Transmission expects to connect just 11GW of new
generation by 2021, down from 33GW projection set just 2
years ago - thinning UK capacity margins further.
The fact that National Grid Transmission announced recently that it expects to connect just 11GW of new generation to it network and 48 new Super Grid Transformers (SGTs) by 2021 was worrying. Why? Because its original predictions at the start of RIIO-T1 in 2013 were three times that - 33GW of new generation and 72 SGTs - predicted during the first eight year period to 2021.
RIIO-T1 is the first transmission price control review, led by OFGEM, to reflect the RIIO (Revenue = Incentives+Innovation+Outputs) regulatory framework. RIIO-T1 itself sets out what the transmission network companies are expected to deliver and details of the regulatory framework that supports both effective and efficient delivery for energy consumers over the eight years from 2013 – 2021.
The Grid blamed recent changes in political and regulatory environment for the downgrading of the T1 forecast. Cuts in support for renewables has had an adverse impact on the timing and amount of new generation connections to the Grid.
RIIO aims to help meet the investment and innovation challenges of decarbonising. It does this by placing much more emphasis on incentives to drive the innovation needed to deliver a sustainable energy network that offers value for money to existing and future consumers. The RIIO framework is designed to promote smarter gas and electricity networks for a low carbon future.
The Government took the view that subsidies on renewables was costing the consumer and the Government too much and that renewables could not deliver the guaranteed baseload that it was looking to replace as up to 21GW of oil and coal-fired power station and old nuclear capacity is set for closure over the next 10 years.
So we are set to deliver 11GW of new capacity over the next six years but will be losing at least 13.2GW during that time period according to forecasts. Meanwhile, seven ageing nuclear plants due to be decommissioned between 2014 and 2023, currently offering a total of 7.5GW between them, may have to have their lives extended to keep pace with demand before the first of the next generation of nuclear plants at Hinckley C is likely to come on stream in 2025.
But the problem of energy security isn’t just one for a few years hence – it’s already an issue as we strive to decarbonise and meet new EU rules on air quality. Jefferies, the investment bank, calculates that for 2016-17 just 53 GW of capacity will be available to meet forecast peak demand of 56 GW and this winter is the second winter on the trot that National Grid has had to line up emergency back-up capacity. UK capacity margins are at a seven year low and still falling - we are very close to the edge.

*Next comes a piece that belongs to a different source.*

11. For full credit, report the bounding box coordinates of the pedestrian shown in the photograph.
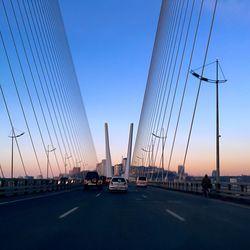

It seems clear that the Government needs to think again about incentivisation of new renewable generation rather than turning off this vital new energy tap too early. It also needs to back innovation in energy storage alongside renewables investment to limit losses of additional capacity that wind and solar power can deliver. We gave you some of the numbers in the last post but they bear repeating because they make the case on their own:
On current projections, by 2020 we are likely to be generating 28-30GW of wind energy alone. Imperial College estimated that if this happens, and no new investment in energy storage facilities is made alongside it, some 27% of that maximum power output will have to be effectively thrown away!
But just a 10GW/50GWh fleet of new storage facilities would effectively unlock the full potential of that wind power - cutting curtailment (shutting down of turbines) from 27% to just 7% of the usable time, effectively mopping up 31.4GW of wind power. Over the 25-year lifespan of a windfarm this could save £91.3bn.
We looked at the storage technology options last time - some well-proven and others needing more development and progress is being made already. The UK Government and OFGEM has already funded several demonstration projects over the last two years, including a fully automated 6-10MWh smarter network storage project hosted by UK Power Networks. This is expected to save more than £6m on traditional network reinforcement methods. S&C Electric Europe is already working with UK network operators to explore applications and business cases for energy storage and is credited with installing 20% of the world’s utility-scale batteries to date.
But appropriate market mechanisms need to be introduced to support this part of the market. In addition, the supplying companies themselves need to provide the business cases for larger storage projects now; and all this needs to happen quickly if we are to meet our decarbonisation targets while assuring UK energy security over the next few years and beyond.